The lunch break is usually a cacophony of wiping sand off/drying off/ figuring out who’s sandwich is who’s/yelling about sand flying everywhere/jockeying for the best place to sit/ then, inevitably, a seagull takes off with someones lunch. Those friggin birds are good. They know the drill. They just wait for that little hand that holds the sandwich just a tad too long, out and away from the body..... juuuuust enough, then BAMMM! They got it, flying away with my good genoa salami while a child screams far beneath them. Damn flying rats!

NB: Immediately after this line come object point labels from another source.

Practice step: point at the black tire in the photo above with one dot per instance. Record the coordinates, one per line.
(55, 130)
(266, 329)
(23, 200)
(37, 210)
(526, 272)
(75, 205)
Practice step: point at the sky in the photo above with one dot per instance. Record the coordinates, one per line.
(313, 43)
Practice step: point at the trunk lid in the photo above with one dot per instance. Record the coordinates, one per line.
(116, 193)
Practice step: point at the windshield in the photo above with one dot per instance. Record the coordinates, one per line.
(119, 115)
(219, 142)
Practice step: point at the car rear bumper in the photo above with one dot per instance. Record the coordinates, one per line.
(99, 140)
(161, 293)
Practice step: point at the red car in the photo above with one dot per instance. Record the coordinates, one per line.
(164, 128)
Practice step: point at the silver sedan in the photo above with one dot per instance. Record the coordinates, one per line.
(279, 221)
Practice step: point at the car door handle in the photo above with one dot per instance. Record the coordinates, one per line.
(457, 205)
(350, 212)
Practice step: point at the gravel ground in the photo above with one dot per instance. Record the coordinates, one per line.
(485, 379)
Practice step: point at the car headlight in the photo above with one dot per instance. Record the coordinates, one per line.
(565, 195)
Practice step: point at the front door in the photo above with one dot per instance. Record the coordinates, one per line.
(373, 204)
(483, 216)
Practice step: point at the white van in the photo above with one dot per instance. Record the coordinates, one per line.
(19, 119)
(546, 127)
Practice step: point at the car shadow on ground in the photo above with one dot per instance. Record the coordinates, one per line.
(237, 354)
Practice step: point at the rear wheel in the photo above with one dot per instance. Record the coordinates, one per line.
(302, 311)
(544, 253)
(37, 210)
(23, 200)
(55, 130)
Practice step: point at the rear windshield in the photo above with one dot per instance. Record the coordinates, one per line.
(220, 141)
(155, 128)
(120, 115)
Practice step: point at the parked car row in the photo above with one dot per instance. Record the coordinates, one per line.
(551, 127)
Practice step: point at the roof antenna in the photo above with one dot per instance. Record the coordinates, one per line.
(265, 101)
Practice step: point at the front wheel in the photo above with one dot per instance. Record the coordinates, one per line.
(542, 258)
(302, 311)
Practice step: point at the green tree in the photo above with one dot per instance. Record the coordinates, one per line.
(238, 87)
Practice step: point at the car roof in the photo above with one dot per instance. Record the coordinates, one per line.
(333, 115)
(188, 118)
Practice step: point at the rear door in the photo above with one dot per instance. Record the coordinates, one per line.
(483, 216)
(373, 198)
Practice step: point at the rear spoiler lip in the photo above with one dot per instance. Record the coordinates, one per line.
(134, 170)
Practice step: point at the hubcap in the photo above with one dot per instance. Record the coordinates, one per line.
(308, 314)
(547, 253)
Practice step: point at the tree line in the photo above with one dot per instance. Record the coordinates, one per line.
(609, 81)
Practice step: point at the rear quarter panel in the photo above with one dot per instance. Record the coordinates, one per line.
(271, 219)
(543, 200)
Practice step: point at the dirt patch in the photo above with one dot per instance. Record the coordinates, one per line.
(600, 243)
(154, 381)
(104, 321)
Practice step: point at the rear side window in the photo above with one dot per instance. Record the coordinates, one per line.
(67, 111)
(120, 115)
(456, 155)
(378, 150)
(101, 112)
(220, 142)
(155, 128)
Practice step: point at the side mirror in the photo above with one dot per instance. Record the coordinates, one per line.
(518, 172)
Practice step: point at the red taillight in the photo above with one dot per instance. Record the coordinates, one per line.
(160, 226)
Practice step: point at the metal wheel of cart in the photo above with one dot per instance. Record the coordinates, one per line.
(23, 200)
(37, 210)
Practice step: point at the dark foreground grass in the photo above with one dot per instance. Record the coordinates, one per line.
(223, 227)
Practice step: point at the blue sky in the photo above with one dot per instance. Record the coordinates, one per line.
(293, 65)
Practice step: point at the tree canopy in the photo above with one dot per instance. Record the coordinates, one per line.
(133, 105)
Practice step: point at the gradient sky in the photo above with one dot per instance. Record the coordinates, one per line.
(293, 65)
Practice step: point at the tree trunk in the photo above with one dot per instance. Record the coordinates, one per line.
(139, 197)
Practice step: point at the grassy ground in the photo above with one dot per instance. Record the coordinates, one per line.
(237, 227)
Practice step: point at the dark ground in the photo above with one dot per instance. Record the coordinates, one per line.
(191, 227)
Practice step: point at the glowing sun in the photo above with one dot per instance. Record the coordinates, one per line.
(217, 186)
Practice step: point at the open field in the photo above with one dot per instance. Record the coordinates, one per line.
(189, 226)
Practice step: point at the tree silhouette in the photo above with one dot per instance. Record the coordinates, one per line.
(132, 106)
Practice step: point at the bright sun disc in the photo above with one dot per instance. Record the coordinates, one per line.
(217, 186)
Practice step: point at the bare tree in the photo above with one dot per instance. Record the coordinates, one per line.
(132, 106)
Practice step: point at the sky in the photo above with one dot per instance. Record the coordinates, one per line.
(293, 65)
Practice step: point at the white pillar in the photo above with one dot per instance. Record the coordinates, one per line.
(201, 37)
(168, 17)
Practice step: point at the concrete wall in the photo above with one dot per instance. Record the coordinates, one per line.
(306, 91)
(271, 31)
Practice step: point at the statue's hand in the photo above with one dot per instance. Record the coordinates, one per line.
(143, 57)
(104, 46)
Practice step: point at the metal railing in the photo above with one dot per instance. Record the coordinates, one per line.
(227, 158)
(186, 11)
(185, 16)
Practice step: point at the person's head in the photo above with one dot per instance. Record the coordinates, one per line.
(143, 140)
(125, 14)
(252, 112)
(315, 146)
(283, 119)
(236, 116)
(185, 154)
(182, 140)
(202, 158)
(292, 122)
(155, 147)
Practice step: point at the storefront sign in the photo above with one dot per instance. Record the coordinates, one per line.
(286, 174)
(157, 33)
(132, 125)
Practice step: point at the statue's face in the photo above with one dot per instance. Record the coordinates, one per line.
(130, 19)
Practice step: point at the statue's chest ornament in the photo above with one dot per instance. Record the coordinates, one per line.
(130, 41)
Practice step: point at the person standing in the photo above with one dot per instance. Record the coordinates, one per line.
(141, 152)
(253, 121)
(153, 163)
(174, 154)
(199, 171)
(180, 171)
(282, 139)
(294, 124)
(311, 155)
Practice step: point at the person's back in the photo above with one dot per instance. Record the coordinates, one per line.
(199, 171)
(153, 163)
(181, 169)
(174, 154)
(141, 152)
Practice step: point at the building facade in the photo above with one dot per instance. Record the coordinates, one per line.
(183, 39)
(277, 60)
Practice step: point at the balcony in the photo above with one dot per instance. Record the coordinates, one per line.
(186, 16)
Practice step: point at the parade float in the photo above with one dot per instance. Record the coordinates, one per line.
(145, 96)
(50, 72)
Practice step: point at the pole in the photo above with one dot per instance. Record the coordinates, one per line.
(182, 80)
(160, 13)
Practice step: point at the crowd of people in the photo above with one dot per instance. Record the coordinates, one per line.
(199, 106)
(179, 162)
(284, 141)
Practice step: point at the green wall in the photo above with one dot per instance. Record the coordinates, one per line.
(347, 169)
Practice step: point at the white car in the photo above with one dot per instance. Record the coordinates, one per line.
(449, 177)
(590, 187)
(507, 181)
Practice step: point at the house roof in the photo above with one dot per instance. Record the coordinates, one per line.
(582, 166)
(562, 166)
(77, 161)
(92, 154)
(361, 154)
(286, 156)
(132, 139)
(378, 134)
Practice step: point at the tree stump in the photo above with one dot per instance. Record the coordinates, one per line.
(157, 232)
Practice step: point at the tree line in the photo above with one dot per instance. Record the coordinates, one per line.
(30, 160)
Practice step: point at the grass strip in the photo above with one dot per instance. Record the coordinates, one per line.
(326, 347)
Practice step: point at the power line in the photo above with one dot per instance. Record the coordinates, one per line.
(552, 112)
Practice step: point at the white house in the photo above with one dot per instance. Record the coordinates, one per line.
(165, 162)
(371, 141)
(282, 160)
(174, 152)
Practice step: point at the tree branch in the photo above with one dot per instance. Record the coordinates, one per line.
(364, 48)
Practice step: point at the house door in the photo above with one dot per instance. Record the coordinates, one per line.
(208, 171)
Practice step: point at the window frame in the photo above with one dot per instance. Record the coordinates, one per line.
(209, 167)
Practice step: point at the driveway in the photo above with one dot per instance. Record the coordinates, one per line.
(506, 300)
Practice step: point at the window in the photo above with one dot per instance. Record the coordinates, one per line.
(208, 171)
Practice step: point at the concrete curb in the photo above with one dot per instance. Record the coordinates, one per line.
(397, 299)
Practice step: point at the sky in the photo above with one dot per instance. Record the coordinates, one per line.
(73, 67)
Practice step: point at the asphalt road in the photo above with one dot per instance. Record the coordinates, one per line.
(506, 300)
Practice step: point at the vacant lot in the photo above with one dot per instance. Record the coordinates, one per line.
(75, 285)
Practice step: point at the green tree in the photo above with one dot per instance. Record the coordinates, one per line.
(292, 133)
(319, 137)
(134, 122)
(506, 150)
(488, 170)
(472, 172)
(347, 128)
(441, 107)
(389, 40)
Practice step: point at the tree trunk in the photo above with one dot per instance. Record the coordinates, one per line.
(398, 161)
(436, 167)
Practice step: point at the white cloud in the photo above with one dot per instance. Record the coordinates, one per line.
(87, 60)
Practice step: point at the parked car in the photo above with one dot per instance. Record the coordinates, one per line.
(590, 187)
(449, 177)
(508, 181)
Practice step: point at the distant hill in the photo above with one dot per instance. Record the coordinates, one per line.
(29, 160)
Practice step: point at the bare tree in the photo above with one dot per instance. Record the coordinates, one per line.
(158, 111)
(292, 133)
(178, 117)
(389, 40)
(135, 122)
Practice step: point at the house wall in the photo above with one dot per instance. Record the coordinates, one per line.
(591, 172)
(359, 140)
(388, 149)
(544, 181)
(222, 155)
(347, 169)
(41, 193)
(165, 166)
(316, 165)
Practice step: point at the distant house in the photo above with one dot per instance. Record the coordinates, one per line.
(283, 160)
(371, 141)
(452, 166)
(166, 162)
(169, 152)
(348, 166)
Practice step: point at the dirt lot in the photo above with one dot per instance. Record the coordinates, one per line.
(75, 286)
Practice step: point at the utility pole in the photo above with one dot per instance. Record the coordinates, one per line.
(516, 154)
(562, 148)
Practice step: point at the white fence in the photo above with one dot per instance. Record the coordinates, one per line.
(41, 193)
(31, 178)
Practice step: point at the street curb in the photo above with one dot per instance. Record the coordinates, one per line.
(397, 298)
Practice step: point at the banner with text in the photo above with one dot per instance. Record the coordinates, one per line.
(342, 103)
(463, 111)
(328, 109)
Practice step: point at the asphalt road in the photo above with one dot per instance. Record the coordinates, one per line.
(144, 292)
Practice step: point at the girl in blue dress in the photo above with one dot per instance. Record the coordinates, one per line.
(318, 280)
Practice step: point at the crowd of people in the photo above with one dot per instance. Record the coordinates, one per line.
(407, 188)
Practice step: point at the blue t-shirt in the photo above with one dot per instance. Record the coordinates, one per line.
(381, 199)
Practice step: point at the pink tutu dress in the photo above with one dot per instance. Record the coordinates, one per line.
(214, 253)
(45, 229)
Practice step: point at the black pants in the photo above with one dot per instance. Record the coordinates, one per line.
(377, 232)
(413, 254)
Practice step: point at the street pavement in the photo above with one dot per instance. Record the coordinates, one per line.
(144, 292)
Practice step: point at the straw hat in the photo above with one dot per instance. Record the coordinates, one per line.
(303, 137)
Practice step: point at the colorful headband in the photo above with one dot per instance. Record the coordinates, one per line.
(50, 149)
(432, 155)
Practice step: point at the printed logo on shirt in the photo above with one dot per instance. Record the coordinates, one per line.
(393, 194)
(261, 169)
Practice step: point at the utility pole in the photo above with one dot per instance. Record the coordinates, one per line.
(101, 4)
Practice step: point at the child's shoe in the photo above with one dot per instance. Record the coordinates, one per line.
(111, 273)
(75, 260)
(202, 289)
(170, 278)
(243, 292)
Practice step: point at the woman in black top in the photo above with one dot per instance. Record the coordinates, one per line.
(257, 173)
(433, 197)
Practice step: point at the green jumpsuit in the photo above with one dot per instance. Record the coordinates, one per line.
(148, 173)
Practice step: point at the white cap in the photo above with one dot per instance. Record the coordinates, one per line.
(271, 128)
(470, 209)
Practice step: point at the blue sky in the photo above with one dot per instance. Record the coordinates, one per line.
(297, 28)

After that battle, it is back to the water. Sometimes the Little One will want to dig want me or The Hub to dig a giant hole. A large crevasse that he can use to slide into and jump off of. This is followed buy wanting another crater dug next to it so that First Born can have the same thing. Which is followed by another one that they both can play in. Before you know it the area surrounding the base camp looks like the surface of the moon and anyone who walks by must be very careful.
The drill of the clean up is timed and usually culminates with someone me screaming something to the effect of “I HAVE HAD IT! NO I WILL NOT CARRY YOU! PICK UP YOUR TOYS IF YOU DON’T WANT TO LEAVE THEM HERE. WHERE THE HELL IS YOUR OTHER FLIP FLOP? I JUST CLEANED THE SAND OFF OF THOSE BUCKETS, DON’T PUT MORE IN THEM! WE CAN NOT TAKE ANY MORE SHELLS! I KNOW THE SAND IS HOT, THAT IS WHY I TOLD YOU TO PUT THE FLIP FLOPS ON! IT’S YOUR BOOGIE BOARD, IF YOU DON’T CARRY IT, IT STAYS HERE!” However, each day spent at the beach gets a little more proficient than the last. Each night after the beach ends in an exhausted collapse.....adults first.
There will come a time when we will be able to sit on the beach with a book again. When we will go to the water when we feel like it. When we can arrive and leave when we feel like it. When we decide that it is too hot or too cold to sit for more than an hour, or stay until the sun goes down. It feels like a long way off, but it will happen. Until then, ATTENTION! ABOUT FACE! FORWARD MARRRRRCH! Set up your base camp, and stand attention at the water’s edge until further instruction.